The Force Doth Awaken is the latest. What makes this one a little more, shall we say, precarious, is that we're still in the middle of hearing this story. The other episodes could have references to what was coming next or to what a character might be thinking at a certain moment (but that audiences at the time the movie came out might not have known yet), but The Force Awakens is the only piece of the puzzle we have for the new trilogy. So in many ways that did limit what this book could do. It's almost more in that regards like the first Shakespeare's book. That book was more about translating the movie's dialogue into Shakespearean language. As the books continued, they grew, filling out with soliloquies and other lengthy bits and numerous references to particular passages in Shakespeare. Because the content of this episode is still ambiguous, there couldn't be as much of that type of content, so this book does go somewhat back to the older style of just changing the language (though I think in a much more complete way than that first book did). Example: we don't I think really know everything Kylo Ren was thinking (or the precise reasons behind what he says or does) in moments like the interrogation scene or the final lightsaber duel, so when this book did add to the dialogue it could only add obvious things that we do know for certain (like his surprise at finding out Rey's strength in the Force).

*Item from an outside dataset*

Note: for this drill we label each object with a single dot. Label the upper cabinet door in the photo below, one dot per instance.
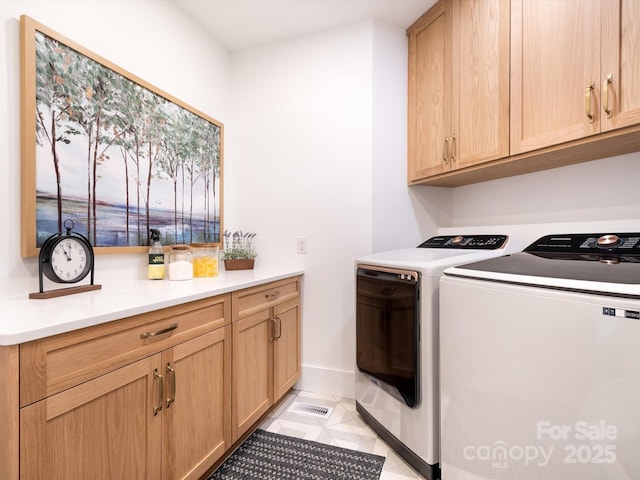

All of this isn't to say that Ian Doescher didn't take advantage of some opportunities to wax poetic. In particular, when Han approaches his son and later when Leia senses Han's loss. Oh, and I do love that the "balcony scene" in the film becomes an actual balcony scene in this book. The balcony scene being Rey standing up above Han and Kylo on Starkiller Base (for anyone interested in that particular Rey/Kylo theory).
You know, a thought occurred to me while reading this book. You know how some people are hoping that Rey isn't in fact related to any of the familiar characters? I realized that if their theory is correct and Rey is just a person (as opposed to Luke's daughter or Leia's daughter or Obi-Wan's daughter or Anakin reincarnated or Phasma's daughter, etc.), then that means two things. One, it shows that everyone is important. Two, when Anakin and Luke's lightsaber flies to her instead of to Kylo, it shows that we all have a personal choice about who we decide to be. Kylo is Luke's nephew and Anakin's grandson, but the lightsaber aligns with the light side and he has chosen the dark side, so it shuns him. Rey is currently on the light side, so it accepted her based on that association despite the blood connection with Kylo. Perhaps Rey will turn out to be related to the Skywalker line (or there will be another connection), but I like this concept that it was the choice of alignment that allowed her to take the saber. And it was the way that the dialogue comes out in this book that made me think of that.
So, yes, I am still having a good time with these books. They're quick reads, too, which is probably also what helps. They're not overdone; they're just right. And like with the other more recent ones, there really isn't much comedy to it anymore. It's fun and it's serious. (Well, there was a bit of comedy with the two stormtroopers talking about the repetitive nature of Star Wars stories--that was lovely.) And you also don't really need to read all of them; you could just jump in and read only this one (or this one first and the rest later).